The Coupled Eulerian-Lagrangian (CEL) technique in Abaqus is a powerful tool to analyze the interaction between structures and fluids simultaneously without the need to use different software. In this article, we will talk about the importance and applications of CEL. But first, it's important that we get a basic understanding
of the differences between Lagrangian and Eulerian meshing techniques, as well as their specific applications.
Lagrangian and Eulerian Meshing Techniques
The concept of Lagrangian and Eulerian meshes are demonstrated by using the following simple analogy. The average velocity of a moving train can be calculated in two ways, one way is to stay at a fixed location on the platform and record the time taken by the train to pass by. Another way is to move along with the train and record the time taken to cross fixed locations on the platform. These two approaches yield the same value of average velocity for the train. The former approach depicts the Eulerian model and the later depicts the Lagrangian.
In a conventional Lagrangian model, the mesh nodes are attached to the material and deformation in the material causes mesh deformity as well. So, the material boundary will always coincide with element boundary as shown in the figure below. This formulation is simple, easy to implement and computationally less expensive.
In Eulerian methods, the mesh nodes are fixed in space and material moves through the elements. Under loading, only the material deforms, and the elements remain undeformed. Because of this, the material boundary does not coincide with element boundary as shown in the figure below. As the mesh stays rigid in Eulerian analysis, element quality issues are eliminated.
Due to the ease in describing boundary conditions, the Lagrangian analysis is used to solve structural problems and contained fluid problems with small motion. However, the Lagrange model becomes unstable and loses accuracy when there is excessive deformation involved - like in riveting, blanking, and stamping processes. The computational time also increases due to frequent remeshing required to prevent the mesh from becoming overly distorted. In these circumstances, Eulerian mesh is highly efficient. It is also used in solving fluid flow and phase transformation problems where there is discontinuity in material surface across the neighboring elements.
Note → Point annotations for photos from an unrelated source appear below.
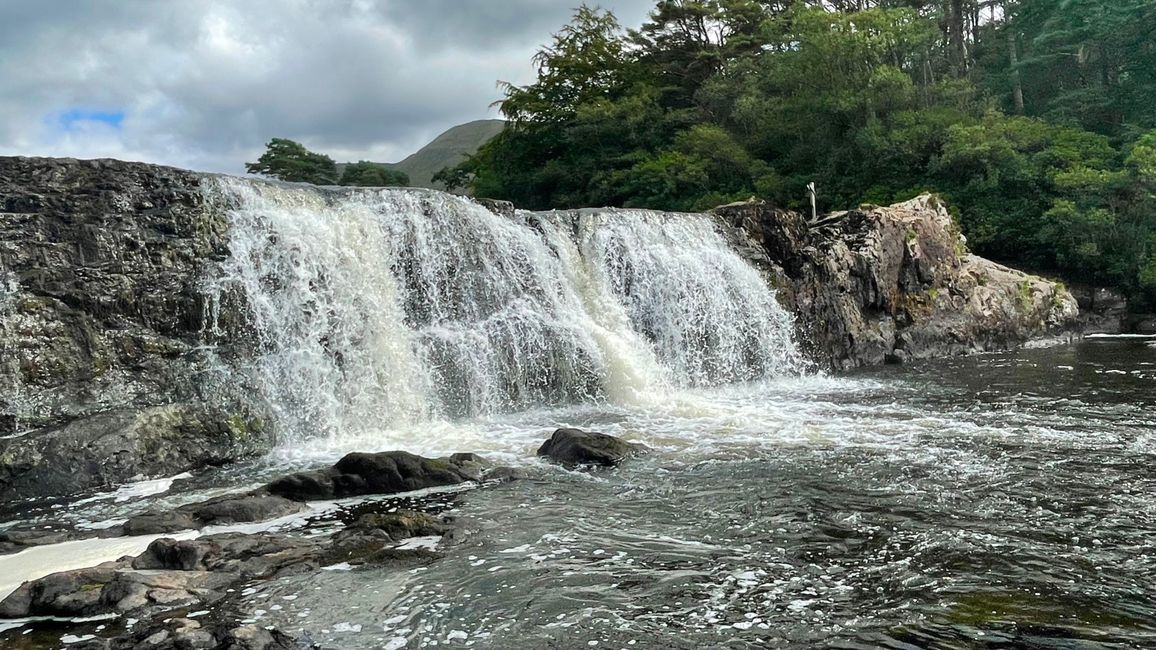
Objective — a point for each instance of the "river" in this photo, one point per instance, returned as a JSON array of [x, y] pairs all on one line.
[[997, 501]]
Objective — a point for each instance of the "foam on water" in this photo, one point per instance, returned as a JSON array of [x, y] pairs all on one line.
[[408, 319]]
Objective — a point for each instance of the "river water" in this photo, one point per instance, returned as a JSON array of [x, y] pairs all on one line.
[[997, 501], [1000, 501]]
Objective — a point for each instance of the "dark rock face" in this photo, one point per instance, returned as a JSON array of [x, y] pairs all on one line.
[[889, 285], [111, 448], [101, 326], [576, 447], [1102, 310], [387, 472], [243, 509]]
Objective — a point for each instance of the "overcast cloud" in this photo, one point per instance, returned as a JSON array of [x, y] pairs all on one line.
[[205, 83]]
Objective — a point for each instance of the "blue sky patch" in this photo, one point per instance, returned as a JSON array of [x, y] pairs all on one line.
[[72, 118]]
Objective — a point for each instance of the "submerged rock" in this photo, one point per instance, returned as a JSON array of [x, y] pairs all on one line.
[[387, 472], [894, 283], [576, 447], [231, 509]]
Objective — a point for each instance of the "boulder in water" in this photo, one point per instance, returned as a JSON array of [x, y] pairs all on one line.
[[576, 447], [231, 509], [388, 472]]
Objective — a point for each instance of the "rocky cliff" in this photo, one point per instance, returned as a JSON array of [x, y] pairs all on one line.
[[113, 362], [889, 283], [102, 326]]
Coupled Eulerian-Lagrangian Modelling
There are a class of problems in Engineering which require interaction between fluid and solid structures. Some examples include analyzing sloshing of fuel in a tank, deploying inflator gas in automotive air bags, wave loading on offshore structures, water flowing through dam gates etc. In these problems, we can take advantage of both meshing techniques by defining the structural part using Lagrangian mesh and fluid part using Eulerian mesh. The Eulerian-Lagrangian contact is used to define the interaction between Eulerian and Lagrangian elements. The equilibrium equations in this formulation are solved in the Eulerian framework and the transport equations of deformation gradient and Jacobian determinant are solved using the Lagragian framework. This technique is demonstrated below by simulating the fall of cup filled with water onto a hardwood floor in Abaqus.
The red volume in the above figure shows the Eulerian domain. Only the glass is initially filled with water. While creating the Eulerian part, we must make sure it is large enough to account for the whole movement of the fluid during the analysis step. If the fluid moves outside of the prescribed Eulerian mesh, it disappears from the simulation. The Eulerian part is initially empty, and we use predefined material assignment to specify which materials might be filling the part over the simulation time. During the simulation, all the Eulerian mesh may not be filled with material and sometimes only some part of an element is filled with material. Abaqus stores the material flowing in each element at an instance in terms of volume fraction. Volume fraction is the percentage of element’s volume filled with material at any given instance.
The stainless-steel cup is a deformable Lagrangian part. So, the material deformation causes mesh deformation as well and the mesh coincides with the cup boundary. The hardwood floor is a rigid part. Initial velocity is given to the cup and water, and the dynamic explicit solver is used to simulate the drop.
The animation below shows the simulation result of the effect of sloshing water in the cup when it hits the ground. This demonstrates how we can efficiently model the interaction between solid structure and fluid and simulate the fluid flow using the CEL tool in Abaqus.
Coupled Eulerian-Lagrangian method might be a term you've heard before while working with Abaqus, but perhaps not something that you've ever used? Hopefully, this article has provided you with some useful information on the CEL technique and its potency in capturing complex fluid structure interactions.